Стараясь не афишировать своего скепсиса, я протянула руку к газете, когда в квартире раздался истошный вопль Полины. Бросив все в сторону, я кинулась в детскую комнату.
Еще несколько минут назад они вместе играли в паровозик. Как и всегда разгоняли его на рельсах, заранее уготовив ему разные испытания, которые зачастую заканчивались его крушением. Паровоз разлетался на составляющие, разбросав по кругу свои немногочисленные вагоны. И им это нравилось. Они весело смеялись и хлопали в ладоши каждый раз, когда им удавалось сокрушить железного змея. Я их забавы не разделяла, но в такие моменты всегда успокаивала себя: «чем бы дитя не тешилось, лишь бы не плакало». Однако пронзительный крик Полины дал понять — правило дало сбой.
Мама догнала меня у двери в спальню, и мы вместе влетели в комнату. Полина сидела на полу возле стены, и лицо ее было все в слезах. Она плакала и кричала от боли, хватаясь за голову руками. Я подбежала к ней и прижала к груди, словно там, в недрах моего тела, все еще теплился аромат молока, который успокаивал ее в младенчестве.
— Все, все, моя девочка. Все хорошо, ничего страшного не случилось, — шептала я, раскачиваясь вместе с ней из стороны в сторону. Но Полина продолжала заливаться криком, даже не пытаясь обнять меня в ответ.
Мама подошла и села рядом. Она гладила Полину по спине, а сама не сводила глаз с Виталика. Он увлеченно отправлял паровозик в очередное смертельное пике, в то время как его сестра сидела рядом с ним и надрывалась от плача. Это было странно.
— Виталик, а что случилось? — поинтересовалась мама, перехватив его взгляд. Он пустил железный состав вперед по крутой петле рельс. — Почему Поля плачет?

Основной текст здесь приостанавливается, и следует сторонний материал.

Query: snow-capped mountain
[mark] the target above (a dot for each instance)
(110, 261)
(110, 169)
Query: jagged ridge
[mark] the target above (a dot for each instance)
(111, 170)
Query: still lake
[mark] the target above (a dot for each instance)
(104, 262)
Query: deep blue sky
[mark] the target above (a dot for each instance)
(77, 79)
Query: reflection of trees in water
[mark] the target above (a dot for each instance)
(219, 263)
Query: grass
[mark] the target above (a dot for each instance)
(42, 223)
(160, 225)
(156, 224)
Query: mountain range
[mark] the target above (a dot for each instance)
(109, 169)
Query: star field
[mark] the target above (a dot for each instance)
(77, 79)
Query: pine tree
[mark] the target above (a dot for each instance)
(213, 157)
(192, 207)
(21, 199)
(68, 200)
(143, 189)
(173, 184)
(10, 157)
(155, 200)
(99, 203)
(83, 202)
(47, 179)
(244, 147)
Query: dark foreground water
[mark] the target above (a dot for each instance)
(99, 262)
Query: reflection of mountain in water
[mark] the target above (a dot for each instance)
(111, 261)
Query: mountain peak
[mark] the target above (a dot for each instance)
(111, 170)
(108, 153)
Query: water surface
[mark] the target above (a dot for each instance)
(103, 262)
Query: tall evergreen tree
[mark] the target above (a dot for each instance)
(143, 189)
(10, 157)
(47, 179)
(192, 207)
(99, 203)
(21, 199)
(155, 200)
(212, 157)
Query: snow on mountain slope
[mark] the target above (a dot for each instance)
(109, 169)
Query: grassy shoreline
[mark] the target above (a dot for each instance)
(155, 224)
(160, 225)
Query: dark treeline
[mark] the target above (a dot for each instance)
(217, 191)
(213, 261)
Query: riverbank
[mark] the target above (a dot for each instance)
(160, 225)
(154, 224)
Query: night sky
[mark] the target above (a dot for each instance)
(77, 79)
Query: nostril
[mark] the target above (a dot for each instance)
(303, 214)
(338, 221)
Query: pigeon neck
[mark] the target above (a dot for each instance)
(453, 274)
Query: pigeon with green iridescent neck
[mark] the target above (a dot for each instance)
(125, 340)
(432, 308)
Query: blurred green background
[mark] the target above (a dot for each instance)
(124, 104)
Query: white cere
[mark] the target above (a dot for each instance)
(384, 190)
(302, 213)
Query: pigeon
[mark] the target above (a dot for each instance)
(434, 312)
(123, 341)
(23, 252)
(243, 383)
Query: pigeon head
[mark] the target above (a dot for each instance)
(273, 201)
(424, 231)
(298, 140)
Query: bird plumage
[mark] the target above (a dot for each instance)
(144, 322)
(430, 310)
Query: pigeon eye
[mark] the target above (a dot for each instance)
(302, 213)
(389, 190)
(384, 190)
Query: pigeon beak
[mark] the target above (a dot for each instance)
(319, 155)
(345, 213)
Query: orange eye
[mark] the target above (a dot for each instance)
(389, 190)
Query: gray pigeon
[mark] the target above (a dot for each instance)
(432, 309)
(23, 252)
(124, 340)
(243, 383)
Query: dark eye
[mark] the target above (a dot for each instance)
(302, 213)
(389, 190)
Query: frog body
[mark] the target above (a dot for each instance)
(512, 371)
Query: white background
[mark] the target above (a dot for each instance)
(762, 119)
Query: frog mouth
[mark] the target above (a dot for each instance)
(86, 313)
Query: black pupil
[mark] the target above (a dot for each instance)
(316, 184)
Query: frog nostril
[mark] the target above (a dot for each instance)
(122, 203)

Ее вопрос потерялся в очередном громком всхлипывании Полины, но я была уверена, он его услышал. Он опустил голову. Паровозик вошел в петлю и с грохотом разлетелся на части. Это событие привлекло внимание всех. Полина оторвалась от моей груди и, все еще продолжая всхлипывать, с улыбкой посмотрела на очередное крушение. А я с ужасом заметила у нее на голове ссадину, из которой тонкой струйкой сочилась кровь.
— Виталик, что случилось? — повторила свой вопрос мама.
— Сильно болит, солнышко? Как ты так ударилась? — причитала я, рассматривая ее голову.
Ссадина была неглубокой, и кровь уже свернулась в уголках ранки, но мне все равно было страшно. Умом я понимала, что ей ничего не угрожает, и это не первая и, увы, скорее всего не последняя ее травма, но сердце отказывалось это принимать. Я чувствовала, как паника и страх пульсируют у меня в ушах. Я крепко обняла ее, не желая больше отпускать во внешний мир, где ее на каждом углу поджидала опасность. Кто бы мог подумать, что даже дома, играя с паровозиком, она может так удариться головой. А как это вообще могло случиться?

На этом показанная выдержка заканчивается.